Regarding "everything else in the table": I think the fields in the schema are fine with the exception of appInstallId. But this field is being discussed together with all other schemas that contain it in T178174. So, I think best will be to white-list it for now, and apply whichever process we decide in T178174 to it later on. So yea, I think we can white-list everything else.

according to this data purging doc, it seems I cannot use the purging whitelist tsv to partially purge MobileWikiAppiOSUserHistory. Also some custom scripts may be needed to extract the above mentioned fields from the struct/map.

The docs you mention refer to the fact that for MySQL you can not partially purge a map field, like useragent. But for Hive that is indeed possible (with the new white-list format), and no scripts will be needed, the white-list supports nested structures.

As the new white-list format is not yet documented, because I'm still troubleshooting the productionization of EventLogging purging in Hive, I can write that change for you, and let you review it.

mforns claimed this task.May 24 2018, 4:04 PM
mforns added a project: Analytics-Kanban.
mforns set the point value for this task to 3.
mforns triaged this task as Normal priority.
mforns moved this task from Incoming to Data Quality on the Analytics board.
mforns moved this task from Next Up to In Progress on the Analytics-Kanban board.

Thanks @mforns !

Maybe I'd advice to also purge the OS minor version, because it starts to be identifying in some cases.

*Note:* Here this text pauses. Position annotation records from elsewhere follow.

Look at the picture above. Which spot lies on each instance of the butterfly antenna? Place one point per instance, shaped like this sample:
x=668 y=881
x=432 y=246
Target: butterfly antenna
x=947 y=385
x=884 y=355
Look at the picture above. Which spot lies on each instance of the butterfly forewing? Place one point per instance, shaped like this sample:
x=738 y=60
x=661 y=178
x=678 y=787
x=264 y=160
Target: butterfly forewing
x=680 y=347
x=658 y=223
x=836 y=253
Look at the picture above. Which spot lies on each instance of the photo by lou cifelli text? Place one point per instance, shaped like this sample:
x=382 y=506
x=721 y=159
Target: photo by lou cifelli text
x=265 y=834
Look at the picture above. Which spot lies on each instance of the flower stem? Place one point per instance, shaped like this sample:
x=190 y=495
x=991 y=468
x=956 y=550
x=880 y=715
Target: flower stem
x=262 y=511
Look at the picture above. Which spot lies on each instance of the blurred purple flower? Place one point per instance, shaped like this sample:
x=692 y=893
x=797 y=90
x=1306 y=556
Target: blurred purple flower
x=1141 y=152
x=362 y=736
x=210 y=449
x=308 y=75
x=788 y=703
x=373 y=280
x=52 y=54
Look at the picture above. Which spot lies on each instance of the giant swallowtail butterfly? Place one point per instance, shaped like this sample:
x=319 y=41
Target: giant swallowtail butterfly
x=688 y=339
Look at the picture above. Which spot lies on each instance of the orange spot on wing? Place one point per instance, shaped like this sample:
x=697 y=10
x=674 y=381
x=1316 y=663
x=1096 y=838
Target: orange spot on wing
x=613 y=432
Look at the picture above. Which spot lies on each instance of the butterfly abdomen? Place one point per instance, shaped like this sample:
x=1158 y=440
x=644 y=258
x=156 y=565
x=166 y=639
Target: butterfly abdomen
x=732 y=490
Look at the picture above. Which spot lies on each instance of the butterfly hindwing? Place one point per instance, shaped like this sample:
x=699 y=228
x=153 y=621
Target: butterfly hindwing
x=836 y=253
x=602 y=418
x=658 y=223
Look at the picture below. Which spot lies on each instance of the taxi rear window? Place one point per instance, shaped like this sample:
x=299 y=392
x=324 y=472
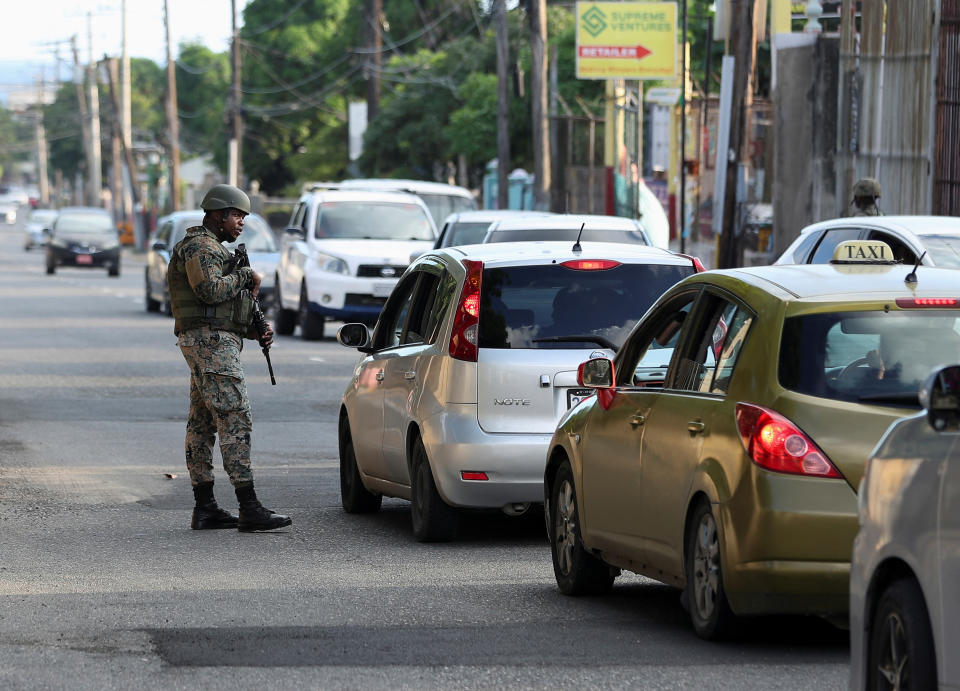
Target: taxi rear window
x=553 y=306
x=880 y=358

Is it so important? I imagine it will be useful to observe bugs, but those can be spotted within the 90 day frame, no?

@JMinor Any thoughts about this?

Maybe I'd advice to also purge the OS minor version, because it starts to be identifying in some cases. Is it so important? I imagine it will be useful to observe bugs, but those can be spotted within the 90 day frame, no?

I'd suggest we make this decision on the basis of some specific concern or evidence this is identifying. Until then I think it has value for debugging and should be preserved.

@JMinor @chelsyx

I'd suggest we make this decision on the basis of some specific concern or evidence this is identifying.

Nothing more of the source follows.